Brushing Your Pet's Teeth -
Brushing your pet's teeth daily or at least 3 times per week (daily is best!) is essential in maintaining proper dental health. The following are tips to help you learn how to brush your pet's teeth:
1. Select an appropriate time -
Find a quiet, convenient time when you and your pet are both relaxed.
2. Acquaint your pet with the process -
For the first few sessions don't even use a toothbrush. Hold your pet as if cuddling. Gently stroke the outside of his/her cheeks with your finger. After your pet becomes comfortable, place a dab of toothpaste on your finger and let him/her taste it. We suggest starting with C.E.T. toothpaste, which is especially made for pets. (Only pet toothpastes should be used.)

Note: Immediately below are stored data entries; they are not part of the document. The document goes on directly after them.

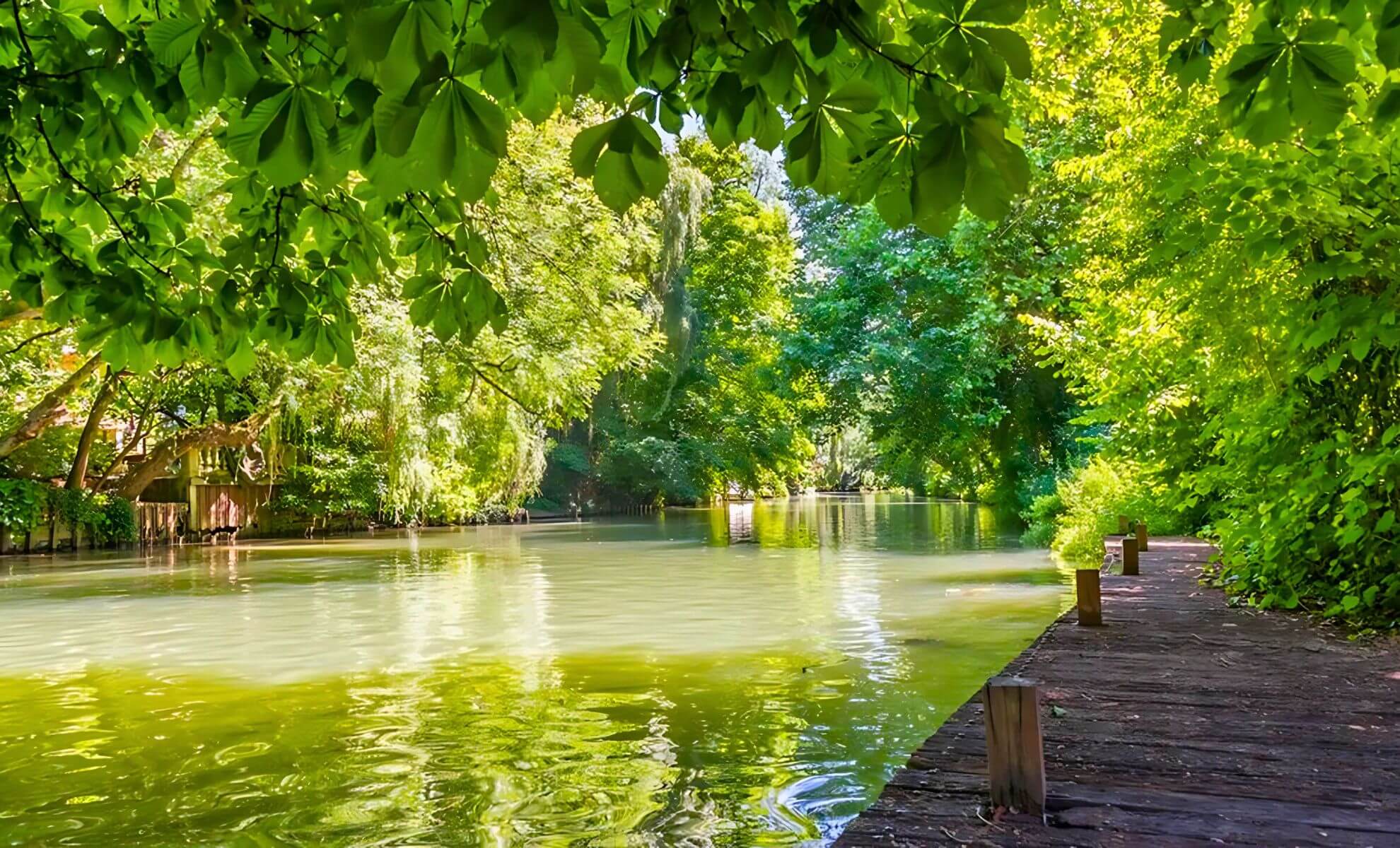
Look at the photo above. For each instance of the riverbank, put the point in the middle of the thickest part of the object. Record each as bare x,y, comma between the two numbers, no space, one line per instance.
1181,721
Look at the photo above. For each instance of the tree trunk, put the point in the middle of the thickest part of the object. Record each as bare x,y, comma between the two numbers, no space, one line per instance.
104,396
208,435
48,411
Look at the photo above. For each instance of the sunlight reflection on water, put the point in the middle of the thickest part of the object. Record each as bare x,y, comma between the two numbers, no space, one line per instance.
735,676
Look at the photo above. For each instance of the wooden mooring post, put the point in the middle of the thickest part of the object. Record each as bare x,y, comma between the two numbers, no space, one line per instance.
1087,594
1015,750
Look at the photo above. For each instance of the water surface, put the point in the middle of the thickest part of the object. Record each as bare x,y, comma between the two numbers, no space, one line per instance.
737,676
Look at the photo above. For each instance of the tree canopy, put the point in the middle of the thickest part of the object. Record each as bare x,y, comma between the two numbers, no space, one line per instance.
360,134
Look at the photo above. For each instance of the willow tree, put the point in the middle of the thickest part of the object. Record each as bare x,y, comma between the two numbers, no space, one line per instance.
363,138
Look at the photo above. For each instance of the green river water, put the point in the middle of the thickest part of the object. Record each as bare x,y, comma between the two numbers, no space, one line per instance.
737,676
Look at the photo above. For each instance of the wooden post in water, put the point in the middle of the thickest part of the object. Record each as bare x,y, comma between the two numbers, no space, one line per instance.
1015,752
1087,592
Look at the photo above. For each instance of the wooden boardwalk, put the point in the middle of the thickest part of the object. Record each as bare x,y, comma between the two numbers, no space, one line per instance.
1178,722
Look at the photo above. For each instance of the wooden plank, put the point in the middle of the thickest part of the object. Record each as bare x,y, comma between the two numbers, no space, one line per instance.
1188,724
1087,596
1015,752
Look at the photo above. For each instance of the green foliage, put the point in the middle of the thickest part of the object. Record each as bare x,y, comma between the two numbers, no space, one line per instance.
21,504
1042,518
430,427
716,411
112,519
70,507
358,141
1231,319
1087,505
916,339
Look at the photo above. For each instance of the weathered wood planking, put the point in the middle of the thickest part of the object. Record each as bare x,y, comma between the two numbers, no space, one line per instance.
1178,722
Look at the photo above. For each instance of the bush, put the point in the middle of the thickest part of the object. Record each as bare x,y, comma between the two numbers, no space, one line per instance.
1092,498
112,519
21,504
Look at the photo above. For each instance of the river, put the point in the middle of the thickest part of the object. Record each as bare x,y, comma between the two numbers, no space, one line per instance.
747,675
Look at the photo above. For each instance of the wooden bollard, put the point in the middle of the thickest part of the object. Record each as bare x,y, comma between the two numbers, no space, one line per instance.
1087,591
1128,556
1015,752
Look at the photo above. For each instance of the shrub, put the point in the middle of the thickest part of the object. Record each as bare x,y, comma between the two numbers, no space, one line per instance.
1094,497
112,519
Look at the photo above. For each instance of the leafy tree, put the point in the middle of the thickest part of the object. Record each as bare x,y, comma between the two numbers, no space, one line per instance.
716,408
1231,319
916,343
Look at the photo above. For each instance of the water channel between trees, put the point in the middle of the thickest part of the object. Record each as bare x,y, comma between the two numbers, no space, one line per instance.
747,675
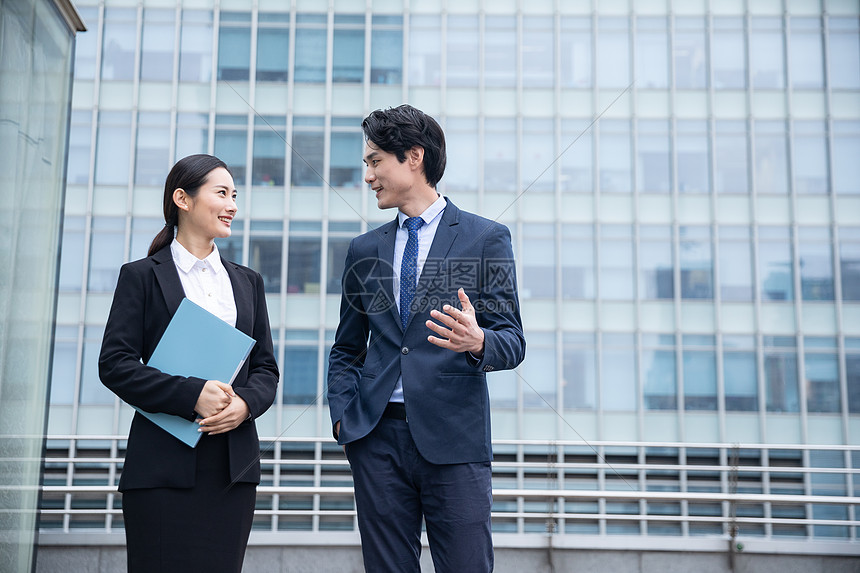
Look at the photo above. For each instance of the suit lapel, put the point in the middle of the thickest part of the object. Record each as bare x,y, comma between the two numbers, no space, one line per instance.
384,270
168,279
243,296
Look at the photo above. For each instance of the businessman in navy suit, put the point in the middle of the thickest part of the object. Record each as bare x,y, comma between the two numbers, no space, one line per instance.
429,306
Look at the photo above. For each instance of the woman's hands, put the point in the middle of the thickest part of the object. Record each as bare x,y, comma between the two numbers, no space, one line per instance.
221,408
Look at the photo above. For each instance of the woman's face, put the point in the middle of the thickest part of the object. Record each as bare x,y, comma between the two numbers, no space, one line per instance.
210,213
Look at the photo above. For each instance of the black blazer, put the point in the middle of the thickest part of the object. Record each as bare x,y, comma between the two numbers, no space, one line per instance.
147,295
446,395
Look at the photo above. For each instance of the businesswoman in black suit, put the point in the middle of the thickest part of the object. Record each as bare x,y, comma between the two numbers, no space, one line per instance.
188,509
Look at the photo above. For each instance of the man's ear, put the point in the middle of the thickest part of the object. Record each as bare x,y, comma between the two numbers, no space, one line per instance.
415,156
180,198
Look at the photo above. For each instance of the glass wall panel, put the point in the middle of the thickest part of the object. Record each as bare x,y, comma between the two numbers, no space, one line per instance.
653,163
348,48
816,263
767,53
500,154
462,50
618,372
736,276
613,52
617,276
849,262
114,133
656,276
310,48
697,268
386,49
576,52
195,49
821,378
269,167
537,155
538,68
700,373
425,50
231,140
301,352
234,46
652,53
461,140
118,43
771,157
614,156
577,156
152,153
728,53
690,53
805,55
579,371
692,156
577,261
538,260
159,41
740,379
500,51
307,152
810,169
192,134
843,54
273,47
731,153
780,372
846,150
264,252
659,381
775,271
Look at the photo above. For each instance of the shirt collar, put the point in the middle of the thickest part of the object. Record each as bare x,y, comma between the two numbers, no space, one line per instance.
429,213
186,261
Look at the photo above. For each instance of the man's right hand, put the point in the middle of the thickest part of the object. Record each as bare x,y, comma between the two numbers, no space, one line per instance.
214,397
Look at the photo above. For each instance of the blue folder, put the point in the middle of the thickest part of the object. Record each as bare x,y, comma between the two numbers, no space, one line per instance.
197,343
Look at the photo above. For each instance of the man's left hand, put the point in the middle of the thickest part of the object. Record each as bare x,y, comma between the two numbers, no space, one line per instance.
459,328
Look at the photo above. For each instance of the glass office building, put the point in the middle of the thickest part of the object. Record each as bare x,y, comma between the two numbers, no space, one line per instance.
682,183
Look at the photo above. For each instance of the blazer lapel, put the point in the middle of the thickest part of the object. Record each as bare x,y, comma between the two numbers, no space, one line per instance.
384,270
243,296
168,279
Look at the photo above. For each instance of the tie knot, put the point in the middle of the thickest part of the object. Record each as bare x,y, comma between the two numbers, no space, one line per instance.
413,223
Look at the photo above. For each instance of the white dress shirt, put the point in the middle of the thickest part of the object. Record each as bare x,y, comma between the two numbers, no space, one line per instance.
432,215
205,282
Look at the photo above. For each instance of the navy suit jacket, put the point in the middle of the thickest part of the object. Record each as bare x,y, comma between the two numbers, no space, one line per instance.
147,295
445,393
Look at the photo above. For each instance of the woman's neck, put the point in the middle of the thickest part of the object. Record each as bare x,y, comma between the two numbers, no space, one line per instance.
198,246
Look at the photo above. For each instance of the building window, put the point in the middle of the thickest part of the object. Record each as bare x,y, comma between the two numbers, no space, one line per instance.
386,49
780,372
740,379
310,48
234,46
273,47
195,50
659,382
159,33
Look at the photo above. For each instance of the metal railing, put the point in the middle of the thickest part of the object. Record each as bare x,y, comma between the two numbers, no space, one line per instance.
561,489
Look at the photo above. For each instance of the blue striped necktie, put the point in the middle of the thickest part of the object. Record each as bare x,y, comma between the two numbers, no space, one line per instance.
409,268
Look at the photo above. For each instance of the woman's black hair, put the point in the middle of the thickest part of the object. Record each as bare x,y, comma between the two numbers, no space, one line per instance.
189,174
399,129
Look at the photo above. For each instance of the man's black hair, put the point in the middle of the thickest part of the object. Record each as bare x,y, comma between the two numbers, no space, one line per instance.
399,129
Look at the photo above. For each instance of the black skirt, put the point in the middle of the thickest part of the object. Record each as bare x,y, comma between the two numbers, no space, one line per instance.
204,528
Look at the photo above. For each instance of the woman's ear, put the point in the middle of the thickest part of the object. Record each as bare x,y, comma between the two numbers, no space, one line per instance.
180,198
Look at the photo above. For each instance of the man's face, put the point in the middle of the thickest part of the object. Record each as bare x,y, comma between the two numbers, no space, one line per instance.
391,180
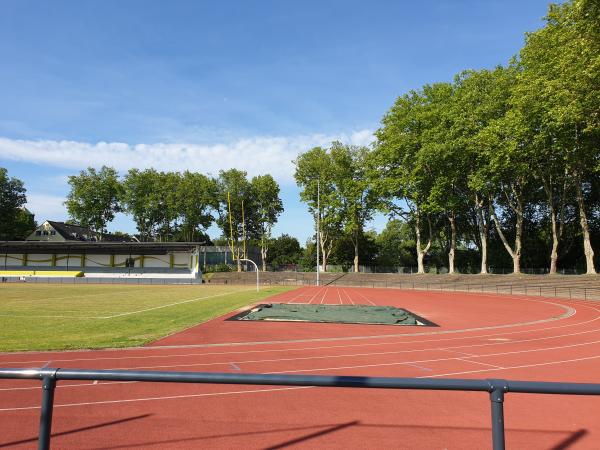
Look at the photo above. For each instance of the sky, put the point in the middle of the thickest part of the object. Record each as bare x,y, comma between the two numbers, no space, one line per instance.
206,86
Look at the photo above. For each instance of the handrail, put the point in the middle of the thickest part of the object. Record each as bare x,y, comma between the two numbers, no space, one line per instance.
497,388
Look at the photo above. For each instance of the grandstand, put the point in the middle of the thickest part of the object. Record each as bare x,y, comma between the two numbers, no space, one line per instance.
105,261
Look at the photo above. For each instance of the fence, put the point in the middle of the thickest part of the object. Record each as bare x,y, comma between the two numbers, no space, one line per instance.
557,290
497,388
101,280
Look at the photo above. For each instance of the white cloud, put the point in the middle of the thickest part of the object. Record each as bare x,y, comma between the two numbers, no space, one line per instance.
256,155
46,206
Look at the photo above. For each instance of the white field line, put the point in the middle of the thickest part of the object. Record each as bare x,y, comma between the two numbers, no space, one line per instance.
549,363
324,294
287,350
349,298
125,313
365,297
570,312
448,349
399,363
175,304
170,397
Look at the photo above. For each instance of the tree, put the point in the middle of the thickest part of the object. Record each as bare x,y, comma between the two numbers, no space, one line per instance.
267,206
561,62
141,199
15,221
238,220
400,175
353,190
315,175
284,250
94,197
196,197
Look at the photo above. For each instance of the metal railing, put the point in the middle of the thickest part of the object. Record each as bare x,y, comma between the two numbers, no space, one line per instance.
497,388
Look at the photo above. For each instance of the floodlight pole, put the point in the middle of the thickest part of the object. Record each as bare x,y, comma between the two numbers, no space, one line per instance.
256,268
318,224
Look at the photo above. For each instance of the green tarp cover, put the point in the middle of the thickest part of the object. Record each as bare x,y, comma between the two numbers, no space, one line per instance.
383,315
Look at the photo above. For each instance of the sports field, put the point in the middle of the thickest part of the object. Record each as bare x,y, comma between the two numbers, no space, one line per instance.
57,317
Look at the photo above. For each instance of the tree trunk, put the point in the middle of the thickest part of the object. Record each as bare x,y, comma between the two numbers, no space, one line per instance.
263,256
421,252
587,245
452,243
483,227
515,253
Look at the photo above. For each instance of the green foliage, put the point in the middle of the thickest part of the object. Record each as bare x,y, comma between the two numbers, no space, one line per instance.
16,222
93,199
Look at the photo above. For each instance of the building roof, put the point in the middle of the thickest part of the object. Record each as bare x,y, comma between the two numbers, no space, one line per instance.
97,247
72,232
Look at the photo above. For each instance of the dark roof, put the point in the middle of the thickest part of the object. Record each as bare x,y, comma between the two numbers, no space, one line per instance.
72,232
93,247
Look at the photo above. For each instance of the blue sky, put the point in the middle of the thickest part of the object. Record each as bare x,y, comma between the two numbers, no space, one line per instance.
212,85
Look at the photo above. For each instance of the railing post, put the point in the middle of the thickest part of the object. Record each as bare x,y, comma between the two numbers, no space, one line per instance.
498,387
48,387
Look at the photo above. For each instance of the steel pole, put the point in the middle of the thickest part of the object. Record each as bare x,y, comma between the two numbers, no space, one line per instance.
497,404
48,387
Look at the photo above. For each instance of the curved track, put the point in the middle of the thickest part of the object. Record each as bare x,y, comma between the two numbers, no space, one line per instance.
480,336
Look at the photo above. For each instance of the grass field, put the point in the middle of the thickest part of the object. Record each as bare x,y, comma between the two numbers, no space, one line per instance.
58,317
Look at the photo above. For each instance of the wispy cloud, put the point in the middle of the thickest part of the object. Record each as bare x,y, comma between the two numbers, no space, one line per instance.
256,155
46,206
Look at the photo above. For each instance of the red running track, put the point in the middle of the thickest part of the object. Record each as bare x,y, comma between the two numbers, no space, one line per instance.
480,336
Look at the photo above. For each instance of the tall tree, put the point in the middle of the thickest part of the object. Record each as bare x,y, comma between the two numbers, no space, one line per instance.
562,64
15,221
315,176
93,199
267,206
237,218
196,197
353,190
400,175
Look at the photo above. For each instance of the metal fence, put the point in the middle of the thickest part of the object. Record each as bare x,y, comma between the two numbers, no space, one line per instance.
100,280
557,290
496,388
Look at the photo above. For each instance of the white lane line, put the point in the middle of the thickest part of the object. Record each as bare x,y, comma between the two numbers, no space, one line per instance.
524,366
349,298
170,397
569,312
363,296
479,362
324,294
397,363
175,304
399,342
447,349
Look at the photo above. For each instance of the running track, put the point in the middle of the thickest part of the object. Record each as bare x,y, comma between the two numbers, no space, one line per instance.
480,336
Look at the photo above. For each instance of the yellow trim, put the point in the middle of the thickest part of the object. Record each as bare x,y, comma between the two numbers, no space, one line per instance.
41,273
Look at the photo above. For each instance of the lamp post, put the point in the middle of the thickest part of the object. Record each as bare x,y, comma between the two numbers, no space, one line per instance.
256,268
318,225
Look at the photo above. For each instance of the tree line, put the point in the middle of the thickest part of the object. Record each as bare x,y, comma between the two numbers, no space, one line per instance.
493,155
174,206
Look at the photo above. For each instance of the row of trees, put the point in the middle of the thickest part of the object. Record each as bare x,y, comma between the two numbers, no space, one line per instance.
168,206
16,222
483,156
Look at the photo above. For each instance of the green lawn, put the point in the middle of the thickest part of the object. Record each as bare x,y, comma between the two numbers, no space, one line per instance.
57,317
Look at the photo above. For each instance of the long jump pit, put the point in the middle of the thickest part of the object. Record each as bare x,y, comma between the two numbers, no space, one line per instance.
443,335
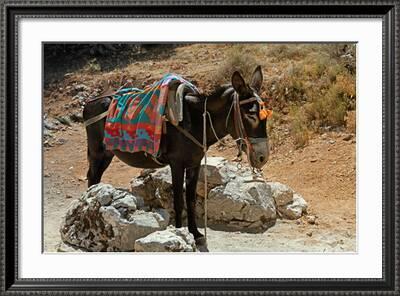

3. Introduce the toothbrush -
Start by letting your pet lick the toothpaste off the toothbrush.
Then, place a small amount of toothpaste on the first three rows of the brush. In a slow back and forth motion, brush one or two teeth and the gum line. The purpose of this step is to get your pet accustomed to the feel of the brush.
4. Begin Brushing -
Over the next several days, gradually increase the number of teeth brushed. It is important to eventually brush the rear teeth where plaque and tarter have a greater tendency to accumulate. Go slowly and gently and pull open the cheek with your fingers to reach the back areas. It is best to brush in a circular motion with the brush at a 45 degree angle to the teeth and gums. Stop brushing before your pet begins to fuss. If pets learn to dislike the procedure and find out that more fussing makes you stop more quickly, then bushing is going to get harder, not easier.
Build up to about 30 seconds per side. You only need to worry about the outside surfaces of their teeth since most dogs and cats accumulate very little tarter on the inside. But be sure to brush the big teeth all the way in the back.
5. Make tooth brushing a pleasurable experience. Proceed slowly and gently. Stop each session while it is still fun and lavishly praise your pet afterwards. You can "teach an old dog new tricks" - Patience, dedication and treats may be necessary.